🤖 AI Summary
To address inaccurate numerical computation in free-form table question answering, this paper proposes TabLaP: a framework that employs large language models (LLMs) as multi-step reasoning planners—not answer generators—while delegating all numerical operations to a Python interpreter to ensure computational precision. TabLaP introduces, for the first time, a confidence quantification module grounded in execution traces and uncertainty modeling, enabling regret-aware decision-making. Crucially, it decouples symbolic reasoning from numeric computation, facilitating synergistic collaboration between LLMs and deterministic numerical engines. Evaluated on two mainstream benchmarks, TabLaP achieves absolute improvements of 5.7% and 5.8% in answer accuracy over prior state-of-the-art methods, demonstrating substantial gains in both reliability and performance.
📝 Abstract
Question answering on free-form tables (a.k.a. TableQA) is a challenging task because of the flexible structure and complex schema of tables. Recent studies use Large Language Models (LLMs) for this task, exploiting their capability in understanding the questions and tabular data, which are typically given in natural language and contain many textual fields, respectively.
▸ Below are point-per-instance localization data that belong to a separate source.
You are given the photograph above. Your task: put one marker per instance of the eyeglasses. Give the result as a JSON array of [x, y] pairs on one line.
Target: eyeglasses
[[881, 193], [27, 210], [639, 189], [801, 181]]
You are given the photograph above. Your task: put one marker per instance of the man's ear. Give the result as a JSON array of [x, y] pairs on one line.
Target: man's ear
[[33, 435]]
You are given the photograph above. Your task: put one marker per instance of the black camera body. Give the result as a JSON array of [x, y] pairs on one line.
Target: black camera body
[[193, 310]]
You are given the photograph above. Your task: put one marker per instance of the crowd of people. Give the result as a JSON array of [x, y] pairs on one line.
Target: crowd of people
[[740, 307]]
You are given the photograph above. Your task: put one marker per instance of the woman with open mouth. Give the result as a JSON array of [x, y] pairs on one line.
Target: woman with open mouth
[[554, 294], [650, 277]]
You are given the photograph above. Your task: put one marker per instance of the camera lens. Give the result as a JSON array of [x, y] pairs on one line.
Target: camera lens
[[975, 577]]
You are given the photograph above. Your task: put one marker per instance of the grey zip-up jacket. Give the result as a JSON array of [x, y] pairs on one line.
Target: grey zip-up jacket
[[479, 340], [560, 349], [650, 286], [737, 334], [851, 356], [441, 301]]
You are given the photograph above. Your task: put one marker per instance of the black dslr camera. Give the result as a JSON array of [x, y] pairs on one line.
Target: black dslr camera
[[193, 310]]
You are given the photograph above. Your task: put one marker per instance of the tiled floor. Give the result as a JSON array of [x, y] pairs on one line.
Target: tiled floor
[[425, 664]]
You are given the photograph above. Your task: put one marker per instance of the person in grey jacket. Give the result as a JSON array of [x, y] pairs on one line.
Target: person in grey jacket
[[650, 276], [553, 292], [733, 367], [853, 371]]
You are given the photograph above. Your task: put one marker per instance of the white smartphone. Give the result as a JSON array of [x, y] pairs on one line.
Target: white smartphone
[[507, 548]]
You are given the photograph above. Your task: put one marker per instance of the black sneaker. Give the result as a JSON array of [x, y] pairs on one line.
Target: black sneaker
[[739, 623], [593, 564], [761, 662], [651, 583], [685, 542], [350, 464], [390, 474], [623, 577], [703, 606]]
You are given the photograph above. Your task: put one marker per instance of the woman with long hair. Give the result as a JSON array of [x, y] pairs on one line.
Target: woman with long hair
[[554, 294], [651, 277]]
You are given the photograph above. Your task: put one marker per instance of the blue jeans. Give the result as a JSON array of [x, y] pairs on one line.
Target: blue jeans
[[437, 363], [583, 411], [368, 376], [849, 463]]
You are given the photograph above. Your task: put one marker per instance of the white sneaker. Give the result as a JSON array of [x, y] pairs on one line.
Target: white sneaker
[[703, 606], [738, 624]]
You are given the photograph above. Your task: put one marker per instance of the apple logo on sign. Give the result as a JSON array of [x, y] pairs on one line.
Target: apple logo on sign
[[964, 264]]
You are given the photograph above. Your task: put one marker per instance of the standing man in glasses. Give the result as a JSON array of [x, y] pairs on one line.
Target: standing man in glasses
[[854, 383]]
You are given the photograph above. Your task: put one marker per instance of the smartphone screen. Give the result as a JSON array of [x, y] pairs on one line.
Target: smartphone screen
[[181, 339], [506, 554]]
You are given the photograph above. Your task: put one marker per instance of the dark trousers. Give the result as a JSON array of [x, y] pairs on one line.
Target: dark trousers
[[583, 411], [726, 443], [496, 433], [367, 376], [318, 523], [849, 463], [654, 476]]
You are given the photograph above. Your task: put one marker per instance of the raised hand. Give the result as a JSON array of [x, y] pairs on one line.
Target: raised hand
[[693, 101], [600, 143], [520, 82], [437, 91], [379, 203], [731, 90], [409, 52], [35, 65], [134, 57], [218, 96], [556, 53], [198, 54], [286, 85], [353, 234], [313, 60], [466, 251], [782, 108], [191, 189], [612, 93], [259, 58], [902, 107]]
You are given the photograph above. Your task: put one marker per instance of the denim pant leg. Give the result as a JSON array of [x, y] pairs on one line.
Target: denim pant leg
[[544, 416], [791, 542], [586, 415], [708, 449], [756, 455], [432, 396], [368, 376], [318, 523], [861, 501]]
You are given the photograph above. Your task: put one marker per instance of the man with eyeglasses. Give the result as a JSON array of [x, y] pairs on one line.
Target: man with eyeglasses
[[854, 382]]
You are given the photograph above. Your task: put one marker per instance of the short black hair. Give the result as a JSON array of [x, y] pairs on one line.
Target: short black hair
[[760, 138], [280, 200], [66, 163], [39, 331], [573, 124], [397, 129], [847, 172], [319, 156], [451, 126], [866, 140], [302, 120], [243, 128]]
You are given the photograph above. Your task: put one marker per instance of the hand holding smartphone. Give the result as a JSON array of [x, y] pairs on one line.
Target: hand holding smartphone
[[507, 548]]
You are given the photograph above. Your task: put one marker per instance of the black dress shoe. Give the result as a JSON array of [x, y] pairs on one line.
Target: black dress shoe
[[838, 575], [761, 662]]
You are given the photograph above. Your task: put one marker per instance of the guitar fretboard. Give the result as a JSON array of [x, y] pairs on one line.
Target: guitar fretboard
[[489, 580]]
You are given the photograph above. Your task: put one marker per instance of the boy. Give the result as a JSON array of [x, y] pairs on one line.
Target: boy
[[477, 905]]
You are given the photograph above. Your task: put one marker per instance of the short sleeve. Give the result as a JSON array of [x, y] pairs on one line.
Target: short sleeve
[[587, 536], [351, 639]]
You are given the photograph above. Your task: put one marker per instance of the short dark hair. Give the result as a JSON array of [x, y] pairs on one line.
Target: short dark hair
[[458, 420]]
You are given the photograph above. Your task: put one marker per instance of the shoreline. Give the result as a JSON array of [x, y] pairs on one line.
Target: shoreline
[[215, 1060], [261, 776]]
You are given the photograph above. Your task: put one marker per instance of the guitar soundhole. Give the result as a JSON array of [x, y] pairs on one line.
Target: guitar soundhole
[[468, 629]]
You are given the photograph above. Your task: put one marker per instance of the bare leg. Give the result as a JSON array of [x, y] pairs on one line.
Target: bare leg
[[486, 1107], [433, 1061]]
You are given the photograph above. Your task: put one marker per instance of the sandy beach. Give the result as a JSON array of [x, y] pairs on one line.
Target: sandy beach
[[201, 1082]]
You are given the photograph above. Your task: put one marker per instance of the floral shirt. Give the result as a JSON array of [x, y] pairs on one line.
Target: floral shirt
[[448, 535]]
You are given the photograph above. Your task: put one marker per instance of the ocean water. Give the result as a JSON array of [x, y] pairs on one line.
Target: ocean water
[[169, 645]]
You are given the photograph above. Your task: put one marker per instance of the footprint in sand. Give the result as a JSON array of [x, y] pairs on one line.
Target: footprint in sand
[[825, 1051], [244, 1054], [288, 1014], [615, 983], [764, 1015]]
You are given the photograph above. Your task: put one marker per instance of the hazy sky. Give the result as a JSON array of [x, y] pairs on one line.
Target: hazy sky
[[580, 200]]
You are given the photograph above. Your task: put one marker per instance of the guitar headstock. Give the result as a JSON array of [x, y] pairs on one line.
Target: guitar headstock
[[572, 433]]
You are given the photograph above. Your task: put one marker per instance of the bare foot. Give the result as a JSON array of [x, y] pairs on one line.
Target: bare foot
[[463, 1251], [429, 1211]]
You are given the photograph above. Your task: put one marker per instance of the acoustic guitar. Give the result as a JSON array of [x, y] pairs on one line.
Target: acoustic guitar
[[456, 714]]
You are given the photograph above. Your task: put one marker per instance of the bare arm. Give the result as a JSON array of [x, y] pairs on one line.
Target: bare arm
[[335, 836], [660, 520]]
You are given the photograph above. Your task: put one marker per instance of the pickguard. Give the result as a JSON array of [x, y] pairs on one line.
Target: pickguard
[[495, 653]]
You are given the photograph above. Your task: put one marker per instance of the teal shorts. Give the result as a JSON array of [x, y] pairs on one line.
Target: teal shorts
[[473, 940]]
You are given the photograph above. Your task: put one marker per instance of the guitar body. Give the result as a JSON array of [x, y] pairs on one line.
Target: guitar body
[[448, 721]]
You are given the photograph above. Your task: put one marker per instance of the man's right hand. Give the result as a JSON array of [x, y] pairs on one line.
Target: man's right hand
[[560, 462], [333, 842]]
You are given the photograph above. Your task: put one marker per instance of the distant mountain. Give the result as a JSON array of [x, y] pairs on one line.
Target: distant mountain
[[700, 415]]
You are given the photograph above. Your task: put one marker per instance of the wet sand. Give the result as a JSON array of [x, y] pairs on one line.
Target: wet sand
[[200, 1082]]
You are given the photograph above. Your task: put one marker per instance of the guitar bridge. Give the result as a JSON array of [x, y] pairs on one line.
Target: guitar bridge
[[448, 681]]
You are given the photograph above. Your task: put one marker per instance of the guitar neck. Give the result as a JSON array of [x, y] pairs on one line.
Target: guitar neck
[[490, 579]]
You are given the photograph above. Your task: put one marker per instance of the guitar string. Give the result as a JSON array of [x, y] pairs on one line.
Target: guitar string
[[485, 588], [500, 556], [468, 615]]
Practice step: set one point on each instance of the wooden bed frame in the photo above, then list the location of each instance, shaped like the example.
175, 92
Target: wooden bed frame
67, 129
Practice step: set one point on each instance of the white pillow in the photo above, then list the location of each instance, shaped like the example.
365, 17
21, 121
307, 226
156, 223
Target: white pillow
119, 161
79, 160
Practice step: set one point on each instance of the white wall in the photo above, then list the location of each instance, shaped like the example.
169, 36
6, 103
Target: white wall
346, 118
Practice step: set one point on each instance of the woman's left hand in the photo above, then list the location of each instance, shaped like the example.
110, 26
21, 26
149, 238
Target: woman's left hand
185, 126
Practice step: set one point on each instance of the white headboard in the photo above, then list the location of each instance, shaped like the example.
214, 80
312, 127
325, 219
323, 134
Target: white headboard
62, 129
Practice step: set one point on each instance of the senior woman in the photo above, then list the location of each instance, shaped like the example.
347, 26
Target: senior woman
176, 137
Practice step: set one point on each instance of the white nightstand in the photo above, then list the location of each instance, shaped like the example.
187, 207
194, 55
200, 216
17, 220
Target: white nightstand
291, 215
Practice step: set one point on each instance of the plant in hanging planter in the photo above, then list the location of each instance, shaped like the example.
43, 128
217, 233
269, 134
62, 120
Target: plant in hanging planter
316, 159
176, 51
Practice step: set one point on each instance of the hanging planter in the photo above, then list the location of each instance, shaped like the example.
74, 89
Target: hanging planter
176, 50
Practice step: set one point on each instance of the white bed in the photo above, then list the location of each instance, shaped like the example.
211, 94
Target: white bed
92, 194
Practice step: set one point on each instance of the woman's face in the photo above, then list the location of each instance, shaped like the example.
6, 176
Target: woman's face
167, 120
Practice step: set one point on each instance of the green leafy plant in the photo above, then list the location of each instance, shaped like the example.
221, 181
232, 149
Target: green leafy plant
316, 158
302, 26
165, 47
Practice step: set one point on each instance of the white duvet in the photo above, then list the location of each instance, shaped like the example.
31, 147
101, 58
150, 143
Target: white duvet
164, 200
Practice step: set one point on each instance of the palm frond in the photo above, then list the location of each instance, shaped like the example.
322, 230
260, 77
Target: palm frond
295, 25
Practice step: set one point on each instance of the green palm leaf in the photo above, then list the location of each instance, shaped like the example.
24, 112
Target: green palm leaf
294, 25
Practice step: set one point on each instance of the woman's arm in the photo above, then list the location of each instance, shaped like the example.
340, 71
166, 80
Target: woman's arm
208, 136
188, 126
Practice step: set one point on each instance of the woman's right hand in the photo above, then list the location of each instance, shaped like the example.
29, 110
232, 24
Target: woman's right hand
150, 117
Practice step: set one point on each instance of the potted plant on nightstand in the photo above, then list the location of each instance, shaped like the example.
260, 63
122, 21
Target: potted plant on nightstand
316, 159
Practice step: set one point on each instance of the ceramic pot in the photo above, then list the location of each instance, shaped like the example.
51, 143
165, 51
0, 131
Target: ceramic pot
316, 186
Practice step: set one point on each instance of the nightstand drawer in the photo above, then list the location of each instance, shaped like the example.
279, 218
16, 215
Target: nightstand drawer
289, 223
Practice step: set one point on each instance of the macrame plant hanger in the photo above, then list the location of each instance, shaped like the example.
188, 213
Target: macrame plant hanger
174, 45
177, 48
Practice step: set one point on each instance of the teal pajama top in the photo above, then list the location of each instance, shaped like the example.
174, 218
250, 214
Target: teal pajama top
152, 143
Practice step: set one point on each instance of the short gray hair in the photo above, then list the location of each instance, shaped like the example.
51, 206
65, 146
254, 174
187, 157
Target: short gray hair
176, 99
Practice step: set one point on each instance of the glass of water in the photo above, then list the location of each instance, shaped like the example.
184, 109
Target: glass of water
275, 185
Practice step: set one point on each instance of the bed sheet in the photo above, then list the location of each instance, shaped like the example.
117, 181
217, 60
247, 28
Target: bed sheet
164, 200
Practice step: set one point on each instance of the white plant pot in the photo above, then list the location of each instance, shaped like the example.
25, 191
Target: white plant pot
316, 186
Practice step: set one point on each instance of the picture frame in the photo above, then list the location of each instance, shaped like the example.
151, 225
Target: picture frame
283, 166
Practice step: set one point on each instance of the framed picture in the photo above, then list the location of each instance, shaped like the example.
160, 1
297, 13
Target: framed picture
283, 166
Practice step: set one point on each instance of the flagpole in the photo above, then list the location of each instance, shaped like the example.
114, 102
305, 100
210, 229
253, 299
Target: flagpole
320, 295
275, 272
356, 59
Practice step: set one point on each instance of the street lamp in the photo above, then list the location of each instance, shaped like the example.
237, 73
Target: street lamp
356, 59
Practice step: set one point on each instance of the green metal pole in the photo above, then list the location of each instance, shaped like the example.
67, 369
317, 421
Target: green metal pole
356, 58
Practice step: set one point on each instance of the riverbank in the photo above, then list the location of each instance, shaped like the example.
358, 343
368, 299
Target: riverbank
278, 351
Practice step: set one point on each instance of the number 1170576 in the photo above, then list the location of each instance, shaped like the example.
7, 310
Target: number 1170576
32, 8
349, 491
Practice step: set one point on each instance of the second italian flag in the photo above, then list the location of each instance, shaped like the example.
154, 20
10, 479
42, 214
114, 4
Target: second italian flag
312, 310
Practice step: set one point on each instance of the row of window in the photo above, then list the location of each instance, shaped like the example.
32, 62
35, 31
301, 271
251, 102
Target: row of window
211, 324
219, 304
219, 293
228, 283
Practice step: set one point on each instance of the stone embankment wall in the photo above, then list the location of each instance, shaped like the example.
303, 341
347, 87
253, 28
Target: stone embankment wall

While this approach has shown promising results, it overlooks the challenges brought by numerical values which are common in tabular data, and LLMs are known to struggle with such values. We aim to address this issue, and we propose a model named TabLaP that uses LLMs as a planner rather than an answer generator. This approach exploits LLMs' capability in multi-step reasoning while leaving the actual numerical calculations to a Python interpreter for accurate calculation. Recognizing the inaccurate nature of LLMs, we further make a first attempt to quantify the trustworthiness of the answers produced by TabLaP, such that users can use TabLaP in a regret-aware manner. Experimental results on two benchmark datasets show that TabLaP is substantially more accurate than the state-of-the-art models, improving the answer accuracy by 5.7% and 5.8% on the two datasets, respectively.